Under the administration of Sergei Sobyanin, the third Mayor of Moscow since the dissolution of the Soviet Union, the Russian capital has gone through a drastic transformation of its urbanism. In recent years, the inner city was rebuilt and turned into to what seems to be a contemporary city at its best – a city for people. But the appearances are deceiving. The Muscovites are paying a high price for a more liveable urban environment: As the city’s public space has lost its political relevance, the citizens have further forfeited their political rights and influence.

One of Sobyanin’s first moves in office was the destruction of the city’s informal shopping infrastructure – the remnants of the 1990s micro-economy, i.e. the hundreds of small shops and pavilions scattered across the city and concentrated near metro stations that provided the Muscovites with everything they needed on their way to work or home. These establishments
were torn down overnight by excavators, regardless of their legal status, ruining the businesses and lives of their owners and employees and overturning the daily lives of millions of Muscovites in an action swiftly dubbed “Night of the Long Shovels”.

Protests against the ruthless demolitions were in vain, regardless of whether they were voiced in the Architectural Council, reported about in the press or shouted out in the streets. The protests culminated after the Russian parliamentary elections in 2011. Thousands of people demonstrated against alleged electoral fraud.

Thousands of protesters took to the streets – yet to be gentrified – to reclaim their stolen votes. They were tolerated for a week, as these were the largest protests in a decade, only to be beaten down later. The protests continued during the winter, ending up in a massive march on the day before Putin’s third inauguration, famous for the images of his motorcade rolling through empty, heavily guarded Moscow avenues. The march was violently suppressed by the police.
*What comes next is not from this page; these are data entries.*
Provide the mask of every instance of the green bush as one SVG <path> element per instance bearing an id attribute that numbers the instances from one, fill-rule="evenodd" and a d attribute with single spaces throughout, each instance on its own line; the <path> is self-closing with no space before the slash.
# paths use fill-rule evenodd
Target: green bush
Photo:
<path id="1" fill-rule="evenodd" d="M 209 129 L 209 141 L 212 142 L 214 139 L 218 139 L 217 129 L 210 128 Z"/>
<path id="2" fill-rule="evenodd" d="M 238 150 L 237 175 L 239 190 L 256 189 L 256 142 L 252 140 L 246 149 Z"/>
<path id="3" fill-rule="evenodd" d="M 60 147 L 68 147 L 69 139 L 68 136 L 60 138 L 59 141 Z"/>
In 2012, new laws were passed, severely curtailing the rights of public protest – and of oppositional political action in general. To summarize, almost any kind of political demonstration now requires advance approval by the city government – needless to say that under the new laws no approval would ever be granted for a central area of the city. In the eyes of the newly confirmed mayor, the beautiful, newly made streets of Moscow need no political activity.